Widened Sidewalks – Current sidewalks are 1.4 to 1.7 metres wide, and the passable space is only 1.0 m wide at some constrained locations. The City is proposing to widen sidewalks to 2.1 metres where possible to meet the City’s standard outlined in Toronto Accessibility Design Guidelines or absolute minimum 1.5 metres to meet the Province’s Accessibility Regulations. The widened sidewalks allow for simultaneous passage of two persons using mobility devices (e.g. a wheelchair).
Curb Extensions – Curb extensions visually and physically narrow the roadway, creating safer and shorter crossings for pedestrians while increasing the available space for street furniture, benches, plantings, and street trees. They may be implemented on downtown, neighborhood, and residential streets, both large and small.
Curb Radii Reductions – Curb radii reductions reduce angled corners at intersections, improving road safety, as crossing distances for pedestrians and vehicles making turns is reduced, thereby reducing the possibility of collisions. They also help to slow down right turning vehicles.
Raised Crosswalk– Raised crosswalks are being proposed at all un-signalized intersections. This will increase driver awareness of crosswalks and will require them to slow down. It can also improve the visibility of people walking and also reduce build-up of water and other elements at intersections. A dedicated crossing area for people cycling is also proposed to run parallel to pedestrian crossings.
Crossride– A crossride is dedicated space at an intersection, identified by unique pavement markings, for cyclists to legally ride their bicycle through an intersection without dismounting. A crossride may appear alongside a pedestrian crosswalk as a separate facility.
Layby Parking – The proposed design includes area of dedicated layby parking. Some of the dedicated space will allow for loading and unloading of TTC’s Wheel Trans buses making it easier to access community spaces such as the Toronto Public Library or the Yonge Street Mission Davis Centre.
Bi-Directional Cycle Track- This is being proposed along the corridor from Sherbourne Street to Parliament Street. The bi-directional cycle tracks will be separated from sidewalks and vehicular traffic to provide safety for all users on the street.
Left Turn Queue Boxes – Staff are proposing to add this safety measure for people cycling at the intersection of Gerrard Street East and Sherbourne Street. This feature allows people cycling to wait and observe traffic signal instructions in a space separate from other road users.
Protected Island Design – Raised concrete islands are proposed to physically separate cyclists from vehicles at Sherbourne Street intersection.
Green Infrastructure – Green infrastructure is the natural vegetative systems and green technologies that collectively provide the street with a multitude of economic, environmental, health and social benefits. This can be in the form of permeable pavement, bio-retention planters and rain gardens to name a few, These elements will not only enhance the streetscape, but also acts as a safety feature by separating the cycle track from motor vehicle travel lanes and sidewalks.
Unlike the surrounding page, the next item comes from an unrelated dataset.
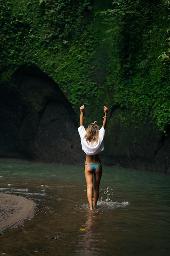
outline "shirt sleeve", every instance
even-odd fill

Mixed-Use Shared Street – Shared Streets are most often found in areas supported by a high level of pedestrian activity, usually in mixed-use areas in the Downtowns and Centres but can also be found in residential neighbourhoods. Shared Streets are streets that blend and blur the spaces and zones of the street – sometimes designed without curbs. Different modes share the space together, but pedestrians typically have the highest priority. This is one scenario being considered for the Anniversary Park connection across the Gerrard Street East slip lane on the north side of the park.
Future Cycling Connections – The proposed design will connect to future north/south cycling routes along Sumach Street and/or Sackville Street from Wellesley Street to Shuter Street. Although these future cycling facilities are not part of the current project scope, the proposed design would help facilitate these connections to create a more robust cycling network in the area.